Rs659.6 billion guaranteed for power sector debt settlement, remittance subsidy to be phased out by FY27

Government moves to settle power sector debt of Rs1.225 trillion, phase out Home Remittance Incentive Scheme, ensure fertiliser gas supply, and address tariff adjustments and financial settlements

The Economic Coordination Committee (ECC) of the federal cabinet approved the issuance of a Rs659.6 billion guarantee for the settlement of Power Holding Company’s debt, alongside a series of measures to address fiscal and energy sector challenges.

In a key decision, the ECC approved a Rs659.6 billion government guarantee for circular debt financing of Rs1.225 trillion, intended to clear outstanding dues owed to independent power producers (IPPs) and to settle Power Holding Limited’s (PHL) debt. 

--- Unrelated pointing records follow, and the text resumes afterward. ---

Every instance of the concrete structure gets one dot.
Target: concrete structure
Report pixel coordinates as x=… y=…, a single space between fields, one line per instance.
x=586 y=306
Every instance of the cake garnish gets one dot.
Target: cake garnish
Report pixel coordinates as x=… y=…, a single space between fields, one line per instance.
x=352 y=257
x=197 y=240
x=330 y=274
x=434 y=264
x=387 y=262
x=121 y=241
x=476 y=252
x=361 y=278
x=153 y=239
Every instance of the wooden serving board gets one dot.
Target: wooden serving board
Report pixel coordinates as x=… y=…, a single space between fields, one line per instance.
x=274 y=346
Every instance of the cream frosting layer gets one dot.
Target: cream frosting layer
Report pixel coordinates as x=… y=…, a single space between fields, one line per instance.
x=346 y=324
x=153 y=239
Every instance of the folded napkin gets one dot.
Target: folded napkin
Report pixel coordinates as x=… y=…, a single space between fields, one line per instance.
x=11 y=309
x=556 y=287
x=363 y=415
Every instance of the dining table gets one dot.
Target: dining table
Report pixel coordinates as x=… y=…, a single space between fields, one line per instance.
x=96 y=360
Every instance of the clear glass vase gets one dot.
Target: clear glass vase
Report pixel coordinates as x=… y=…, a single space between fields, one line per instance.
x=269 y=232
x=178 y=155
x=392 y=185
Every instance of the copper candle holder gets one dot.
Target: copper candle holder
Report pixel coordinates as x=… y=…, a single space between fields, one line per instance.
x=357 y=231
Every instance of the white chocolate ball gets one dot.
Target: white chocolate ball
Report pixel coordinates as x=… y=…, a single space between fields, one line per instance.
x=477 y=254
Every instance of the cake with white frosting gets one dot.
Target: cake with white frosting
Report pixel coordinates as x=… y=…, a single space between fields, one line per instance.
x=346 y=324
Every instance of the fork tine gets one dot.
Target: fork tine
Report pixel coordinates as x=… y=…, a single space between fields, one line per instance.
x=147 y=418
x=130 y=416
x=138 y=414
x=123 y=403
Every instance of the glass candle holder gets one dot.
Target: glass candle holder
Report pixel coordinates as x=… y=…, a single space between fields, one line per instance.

This step comes after the government and commercial banks recently signed financing and security agreements to secure the loan, which will be repaid by electricity consumers through a surcharge of Rs3.23 per unit.

To meet the financing condition, the Ministry of Finance will issue a Letter of Comfort (LoC), taking responsibility in case the power sector fails to repay its debt. This letter will be accepted by Habib Bank Limited for the first drawdown of circular debt financing.

In addition to the circular debt settlement, the ECC deliberated on the phase-out of the Home Remittance Incentive Scheme (HRIS). The Ministry of Finance proposed the gradual removal of the scheme, with a complete phase-out expected by FY27. 

The central bank has recommended a gradual rationalization of the HRIS incentives to avoid significant disruption in remittance inflows. The government aims to evaluate the outcomes of HRIS revisions in FY26 before finalising the phase-out timeline.

The committee also approved the allocation of gas from Mari Fields to fertilizer plants to ensure adequate and affordable fertilizer supply. Under this decision, major fertilizer plants, including Fatima Fertilizer, Agritech, and Fauji Fertilizer Bin Qasim, will receive a steady supply of 170 mmcfd of gas over the next two years. 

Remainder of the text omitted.